The bearers of the new Islamic discourse do not have the same fascination with Western modernity. Actually, a radical critique of Western modernity is one of their main points of departure. They too are neither unique nor isolated in their critique, for they do not differ from many of the thinkers and political movements in the Third World at the present time who try to evolve new forms of modernity, nor from many important thinkers in the West who are critical of Western modernity. Marxism was a form of critique of modernity, out of which sprung the Frankfurt School which further deepened the critique. Romantic literature, as indicated earlier, was also a protest against Western modernity. The protest of modernist literature, however, is even more profound and radical; it tries to represent the reified world of modernity, where the chain of causality is either completely broken or becomes so rigid that man becomes completely determined. The theater of the absurd is part of this Western protest against the dead-end Western modernity has landed mankind in. More recently, religious fundamentalism emerged as a populist extension of this intellectual trend. All of these trends, in one way or another, show an increasing, if implicit, realization that Western modernity strips man of his specificity and subverts his human essence.

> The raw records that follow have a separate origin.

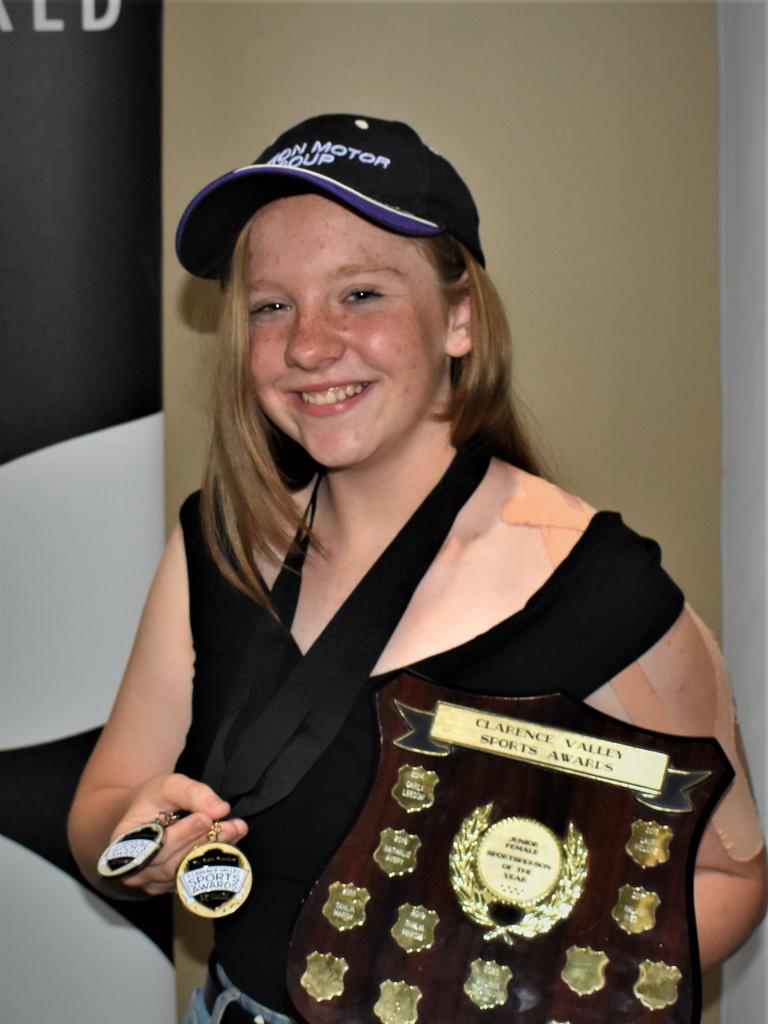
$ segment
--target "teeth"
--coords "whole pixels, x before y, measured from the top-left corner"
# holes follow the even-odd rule
[[[345,384],[342,387],[328,388],[327,391],[302,391],[301,400],[308,405],[335,405],[347,398],[359,395],[366,384]]]

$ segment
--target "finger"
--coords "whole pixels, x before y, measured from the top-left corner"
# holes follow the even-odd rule
[[[188,775],[169,775],[164,787],[168,799],[176,801],[176,808],[185,811],[200,811],[211,821],[226,818],[231,808],[226,800],[215,793],[205,782],[190,779]]]
[[[230,806],[204,782],[173,774],[148,780],[136,792],[126,813],[115,826],[111,841],[131,829],[153,821],[163,813],[200,812],[211,821],[226,818]]]
[[[178,866],[195,846],[211,841],[212,824],[208,818],[195,814],[166,829],[165,842],[153,864],[164,866],[173,861]],[[248,833],[248,825],[242,818],[231,818],[217,824],[216,837],[212,840],[214,842],[236,844]],[[182,828],[182,825],[185,827]]]

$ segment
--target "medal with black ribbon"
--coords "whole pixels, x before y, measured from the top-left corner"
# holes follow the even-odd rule
[[[99,857],[99,874],[103,878],[119,878],[146,867],[163,845],[166,828],[181,817],[181,811],[158,811],[146,825],[118,836]]]
[[[221,822],[214,821],[208,841],[193,847],[176,871],[176,892],[187,910],[199,917],[233,914],[251,891],[251,865],[236,846],[219,842]]]

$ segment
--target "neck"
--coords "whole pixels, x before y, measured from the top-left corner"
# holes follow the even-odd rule
[[[316,529],[326,548],[376,544],[393,537],[445,473],[455,455],[446,437],[418,460],[332,469],[318,496]]]

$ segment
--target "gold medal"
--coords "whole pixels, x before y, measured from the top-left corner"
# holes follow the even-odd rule
[[[178,811],[158,811],[146,825],[118,836],[99,857],[96,865],[99,874],[104,878],[119,878],[146,867],[163,845],[166,828],[180,817]]]
[[[176,892],[193,914],[226,917],[245,903],[251,891],[251,865],[244,853],[218,842],[221,822],[214,821],[208,842],[189,851],[176,871]]]

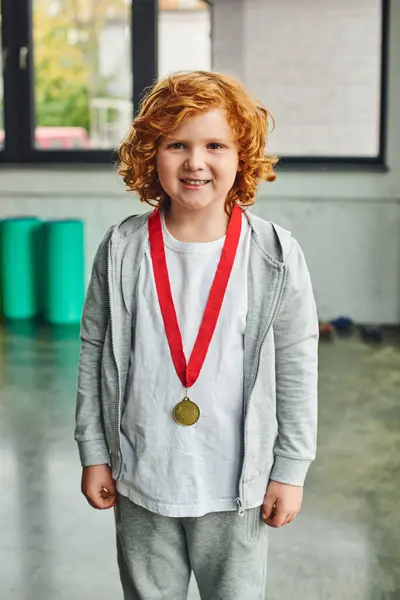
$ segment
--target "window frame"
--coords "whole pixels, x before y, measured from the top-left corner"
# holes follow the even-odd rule
[[[279,160],[279,169],[283,171],[388,171],[386,140],[390,2],[391,0],[381,0],[381,72],[378,154],[376,156],[282,156]]]
[[[34,65],[33,0],[0,0],[2,5],[2,44],[4,78],[4,147],[0,164],[98,164],[112,163],[116,150],[39,150],[34,147]],[[214,0],[210,6],[213,24]],[[382,3],[379,150],[374,157],[357,156],[281,156],[280,170],[296,171],[386,171],[387,90],[389,63],[390,0]],[[137,113],[143,92],[158,72],[158,0],[132,0],[131,64],[133,65],[133,115]],[[212,34],[213,35],[213,26]],[[27,47],[27,69],[18,64],[20,48]]]
[[[4,77],[4,148],[0,163],[112,163],[115,149],[40,150],[34,146],[33,0],[1,0]],[[134,112],[143,90],[158,70],[158,0],[132,0],[130,7],[131,64]],[[19,65],[20,49],[28,48],[26,69]],[[133,118],[134,115],[132,115]]]

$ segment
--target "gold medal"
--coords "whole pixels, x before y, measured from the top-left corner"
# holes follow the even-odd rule
[[[200,409],[187,396],[179,402],[173,411],[175,421],[179,425],[189,426],[197,423],[200,417]]]

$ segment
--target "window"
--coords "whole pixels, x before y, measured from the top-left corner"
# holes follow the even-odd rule
[[[283,163],[382,163],[387,23],[382,0],[219,0],[215,66],[271,111]]]
[[[0,3],[3,162],[113,160],[157,76],[215,69],[270,109],[282,166],[384,165],[389,0]]]
[[[0,5],[0,42],[2,31],[2,13]],[[4,148],[4,87],[3,87],[3,53],[0,53],[0,149]]]
[[[158,40],[160,77],[181,70],[211,70],[210,5],[198,0],[159,0]]]
[[[115,158],[157,76],[157,12],[156,0],[3,0],[1,160]]]
[[[36,148],[115,148],[133,112],[128,4],[32,3]]]

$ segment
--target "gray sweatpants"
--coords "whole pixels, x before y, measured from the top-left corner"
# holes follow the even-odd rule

The new Islamic discourse is only part of a wider global trend. The perceived crisis of Western modernity has taken different forms in different parts of the world. In the Muslim world, the perception has taken an Islamic form. Nevertheless, the critique of the new Islamic discourse of modernity is characteristically different from the other critiques. For one thing, it recognizes and emphasizes the inextricable ties between Western modernity and Western imperialism. Imperialism was, after all, our first encounter with modernity, and Zionist settler colonialism in Palestine is the last. Furthermore, unlike the Western critique of modernity, which is nihilistic and pessimistic, the Islamic critique is optimistic by virtue of the fact that it proposes a project for reform.